The Weight of the Arcane

Aeron sat before the ancient stone slab, his fingers gripping the engraving tool so tightly his knuckles had turned white. In front of him, Segirus watched in silence, his golden eyes flickering with a mixture of expectation and amusement.

"The first rune you will carve is Stability," Segirus said, his voice like the echo of a long-lost era. "It is the simplest in concept but the hardest to execute. Without Stability, no other rune can be formed correctly."

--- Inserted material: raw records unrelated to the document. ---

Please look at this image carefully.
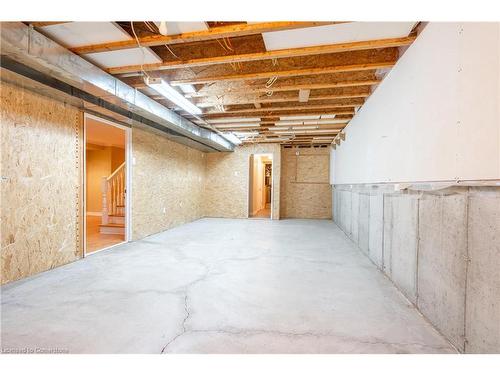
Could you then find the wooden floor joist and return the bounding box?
[195,93,370,108]
[170,60,396,85]
[185,79,380,98]
[199,108,354,120]
[204,103,363,115]
[108,36,415,74]
[71,22,339,55]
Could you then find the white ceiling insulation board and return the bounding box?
[155,21,208,35]
[262,22,415,51]
[82,47,162,68]
[208,117,260,124]
[37,22,132,48]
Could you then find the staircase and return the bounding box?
[99,162,126,234]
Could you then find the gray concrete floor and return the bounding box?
[1,219,455,353]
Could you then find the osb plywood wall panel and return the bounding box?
[281,148,332,219]
[205,144,281,219]
[131,128,206,240]
[0,82,82,284]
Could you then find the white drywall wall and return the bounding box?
[330,23,500,184]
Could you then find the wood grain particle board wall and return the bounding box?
[205,143,281,219]
[0,82,82,284]
[281,148,332,219]
[132,127,207,240]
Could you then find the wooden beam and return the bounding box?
[71,22,338,55]
[195,92,370,108]
[170,60,397,85]
[187,79,381,98]
[28,21,72,27]
[108,36,416,74]
[203,103,363,115]
[200,108,354,119]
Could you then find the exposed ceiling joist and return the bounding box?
[203,107,354,120]
[170,60,397,85]
[108,36,415,74]
[204,103,363,114]
[28,21,71,27]
[72,22,336,55]
[196,92,370,108]
[186,79,381,98]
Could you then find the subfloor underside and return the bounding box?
[1,219,455,353]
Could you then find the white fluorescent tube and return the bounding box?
[208,117,260,124]
[145,78,202,115]
[221,133,241,145]
[273,129,340,134]
[212,123,260,129]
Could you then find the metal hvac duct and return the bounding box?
[0,22,235,151]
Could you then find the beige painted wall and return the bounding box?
[251,155,266,215]
[86,147,111,212]
[86,146,125,212]
[205,144,281,219]
[281,148,332,219]
[132,128,206,240]
[0,82,82,284]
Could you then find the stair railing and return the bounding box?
[101,162,126,224]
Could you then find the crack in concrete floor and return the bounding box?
[2,219,454,353]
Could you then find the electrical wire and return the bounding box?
[130,21,149,79]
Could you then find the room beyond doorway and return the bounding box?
[248,154,273,219]
[84,115,128,254]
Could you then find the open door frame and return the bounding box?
[82,112,132,258]
[247,152,275,220]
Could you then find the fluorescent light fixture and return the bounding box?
[221,133,241,145]
[158,21,168,35]
[179,85,196,94]
[145,78,202,115]
[271,126,318,131]
[233,131,259,137]
[280,115,319,120]
[259,137,290,143]
[213,123,260,129]
[208,117,260,124]
[276,119,349,126]
[299,89,311,103]
[274,129,340,134]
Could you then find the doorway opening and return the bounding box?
[84,114,129,256]
[248,154,273,219]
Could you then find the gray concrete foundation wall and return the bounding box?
[333,185,500,353]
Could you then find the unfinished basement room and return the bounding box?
[0,2,500,373]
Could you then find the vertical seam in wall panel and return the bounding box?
[380,193,385,272]
[75,112,83,258]
[462,188,470,353]
[415,197,420,306]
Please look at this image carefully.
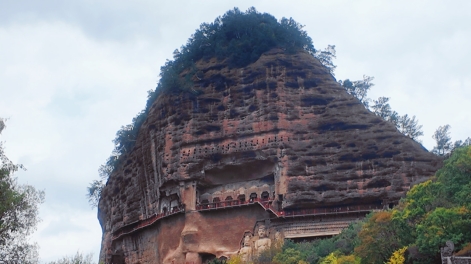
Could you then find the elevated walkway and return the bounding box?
[112,198,382,240]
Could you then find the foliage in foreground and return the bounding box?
[266,146,471,264]
[48,251,94,264]
[0,118,44,264]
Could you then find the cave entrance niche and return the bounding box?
[260,191,270,201]
[200,160,275,186]
[211,197,221,208]
[237,194,245,204]
[250,193,257,202]
[199,253,216,264]
[225,196,233,206]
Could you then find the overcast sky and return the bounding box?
[0,0,471,262]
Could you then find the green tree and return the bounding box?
[339,75,374,108]
[416,207,471,259]
[0,118,44,264]
[314,45,337,76]
[273,248,303,264]
[355,210,413,263]
[432,125,452,156]
[396,114,424,142]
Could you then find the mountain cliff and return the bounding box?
[99,48,441,263]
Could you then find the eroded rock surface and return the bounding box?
[99,50,441,263]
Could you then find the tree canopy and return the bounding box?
[0,118,44,264]
[87,7,324,206]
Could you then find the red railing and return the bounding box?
[283,205,383,217]
[112,208,185,240]
[112,198,383,240]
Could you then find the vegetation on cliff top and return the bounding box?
[87,7,335,206]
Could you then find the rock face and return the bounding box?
[99,49,441,263]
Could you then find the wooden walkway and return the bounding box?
[112,199,382,240]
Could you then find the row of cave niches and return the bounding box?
[199,191,272,209]
[176,136,290,159]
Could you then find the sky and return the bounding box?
[0,0,471,263]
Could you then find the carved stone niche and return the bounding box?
[239,231,253,263]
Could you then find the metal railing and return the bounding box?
[112,198,383,240]
[111,208,185,240]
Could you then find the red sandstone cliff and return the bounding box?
[99,50,440,263]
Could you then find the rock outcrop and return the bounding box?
[99,49,441,263]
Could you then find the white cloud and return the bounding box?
[0,0,471,261]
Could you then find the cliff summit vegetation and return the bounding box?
[87,7,335,206]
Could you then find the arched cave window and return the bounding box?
[250,193,257,202]
[225,196,232,206]
[213,197,221,207]
[201,199,209,209]
[260,191,270,200]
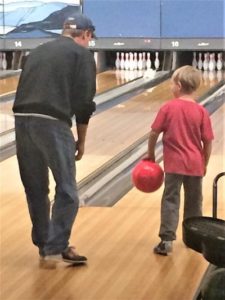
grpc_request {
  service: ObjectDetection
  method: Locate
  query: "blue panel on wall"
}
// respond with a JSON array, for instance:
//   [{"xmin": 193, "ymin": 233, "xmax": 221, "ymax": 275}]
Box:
[
  {"xmin": 83, "ymin": 0, "xmax": 160, "ymax": 38},
  {"xmin": 161, "ymin": 0, "xmax": 225, "ymax": 38}
]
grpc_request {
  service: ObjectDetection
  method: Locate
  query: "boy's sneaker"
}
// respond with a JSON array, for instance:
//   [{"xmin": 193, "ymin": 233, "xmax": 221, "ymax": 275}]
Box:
[
  {"xmin": 153, "ymin": 241, "xmax": 173, "ymax": 256},
  {"xmin": 62, "ymin": 246, "xmax": 87, "ymax": 264}
]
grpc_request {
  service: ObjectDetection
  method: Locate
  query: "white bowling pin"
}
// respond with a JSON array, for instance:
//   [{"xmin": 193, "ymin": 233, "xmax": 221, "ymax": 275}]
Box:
[
  {"xmin": 138, "ymin": 53, "xmax": 143, "ymax": 70},
  {"xmin": 142, "ymin": 52, "xmax": 146, "ymax": 70},
  {"xmin": 154, "ymin": 52, "xmax": 160, "ymax": 70},
  {"xmin": 134, "ymin": 52, "xmax": 138, "ymax": 70},
  {"xmin": 120, "ymin": 52, "xmax": 125, "ymax": 70},
  {"xmin": 198, "ymin": 52, "xmax": 203, "ymax": 70},
  {"xmin": 146, "ymin": 52, "xmax": 152, "ymax": 70},
  {"xmin": 192, "ymin": 52, "xmax": 198, "ymax": 68},
  {"xmin": 203, "ymin": 53, "xmax": 209, "ymax": 71},
  {"xmin": 115, "ymin": 52, "xmax": 120, "ymax": 70},
  {"xmin": 2, "ymin": 53, "xmax": 7, "ymax": 70},
  {"xmin": 209, "ymin": 53, "xmax": 215, "ymax": 72},
  {"xmin": 216, "ymin": 52, "xmax": 223, "ymax": 71},
  {"xmin": 130, "ymin": 52, "xmax": 134, "ymax": 71},
  {"xmin": 124, "ymin": 53, "xmax": 130, "ymax": 70}
]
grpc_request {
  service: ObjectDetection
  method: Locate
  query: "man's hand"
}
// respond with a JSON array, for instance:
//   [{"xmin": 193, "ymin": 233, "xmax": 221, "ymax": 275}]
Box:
[{"xmin": 75, "ymin": 141, "xmax": 84, "ymax": 160}]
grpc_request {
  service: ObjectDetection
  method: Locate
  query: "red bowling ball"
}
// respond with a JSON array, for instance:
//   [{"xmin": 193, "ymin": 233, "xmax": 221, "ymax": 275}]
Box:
[{"xmin": 131, "ymin": 159, "xmax": 164, "ymax": 193}]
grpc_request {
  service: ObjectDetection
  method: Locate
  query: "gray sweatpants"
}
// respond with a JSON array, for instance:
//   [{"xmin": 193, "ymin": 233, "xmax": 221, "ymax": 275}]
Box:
[{"xmin": 159, "ymin": 173, "xmax": 202, "ymax": 241}]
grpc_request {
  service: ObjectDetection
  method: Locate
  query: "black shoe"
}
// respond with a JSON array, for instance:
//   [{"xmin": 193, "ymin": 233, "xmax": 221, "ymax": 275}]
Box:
[
  {"xmin": 62, "ymin": 247, "xmax": 87, "ymax": 264},
  {"xmin": 153, "ymin": 241, "xmax": 173, "ymax": 256}
]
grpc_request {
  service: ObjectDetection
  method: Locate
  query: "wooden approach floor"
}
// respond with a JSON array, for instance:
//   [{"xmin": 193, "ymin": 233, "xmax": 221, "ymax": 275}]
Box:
[{"xmin": 0, "ymin": 95, "xmax": 225, "ymax": 300}]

Aeron swallowed hard. The rune itself was deceptively simple—one curved line intersected by a horizontal stroke—but Segirus had warned him that even a single imperfection would result in failure. And failure, when it came to runes, was never gentle.

He pressed the tip of the engraving tool against the stone.

The moment he did, a force pushed back.

It was unlike anything he had ever felt before. It wasn't physical resistance, like carving into tough material, but something deeper, something woven into the very fabric of reality. It felt like the world itself was resisting the change he was about to make.

His heartbeat quickened.

"You feel it, don't you?" Segirus said with a knowing smirk. "The world does not accept new laws lightly."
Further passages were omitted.